Essa pesquisa nos oportunizou uma construção, desconstrução e
reconstrução das experiências vividas buscando mudanças na forma como
compreender a si mesmo e aos outros, por esse motivo, tornou-se um
instrumento de formação de consciência e alargamento daquilo que faz do
educador um investigador crítico numa perspectiva emancipatória. (Aluno 4).
A escola com sua missão formadora deveria através da proposta pedagógica
lançar um olhar mais atento ao acervo do município, no sentido de realizar
um trabalho voltado para a valorização da cultura local. (Aluno 13).
A escola tem um papel muito importante hoje para a arte, pois ela se insere
na educação, possuindo características diversas, desenvolvendo atividades de
aprendizagem artística e estética objetivando o relacionamento das pessoas,
mesmo em com suas diferenças. (Aluno 15).
Diante dessa experiência vivida, vale ressaltar a importância de colocarmos
a pesquisa como prática pedagógica em nossa sala de aula, contribuindo
assim para o investimento numa educação de qualidade, e uma melhor
aprendizagem de forma diferenciada para os nossos educandos. (Aluno 18).

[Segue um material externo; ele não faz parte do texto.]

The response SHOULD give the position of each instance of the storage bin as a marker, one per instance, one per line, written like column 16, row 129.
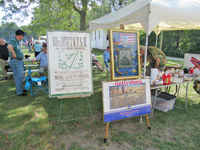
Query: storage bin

A população de nossa cidade precisa valorizar o que temos de melhor,
portanto, fazer a pesquisa nos mostrou algo novo que não conhecia no meu
município, o quanto nossa cidade precisa ser valorizada porque assim como
eu muitas pessoas não conhece as riquezas que essa cidade tem. (Aluno 7).
CONSIDERAÇÕES FINAIS
Partimos da pergunta inicial feita pelos professores na reunião de
planejamento: os alunos e alunas conhecem as manifestações artístico-culturais do seu
município? Ficou evidente com a pesquisa que os alunos não conheciam as
manifestações. Alguns conheciam em parte, mas não havia uma valorização da cultura
local. Desta forma destacamos como resultado da pesquisa a descoberta e reconhecimento
da arte e da cultura do município, favorecendo a reconstrução das identidades de cada
aluno/aluna ao se sentirem pertencentes à cultura daquela comunidade. Consideramos
esse aspecto um ponto forte.
Didática e Prática de Ensino na relação com a Sociedade
EdUECE - Livro 303258
Destacamos ainda como resultados dessa ação de pesquisar: a articulação dos
vários saberes ministrados nas disciplinas de filosofia, história da educação, diversidade
cultural e arte-educação, além do exercício da pesquisa coletiva, que permitiu uma maior
aproximação entre os alunos e a troca de saberes, evidenciando o papel didático da
pesquisa no processo de ensinar e aprender.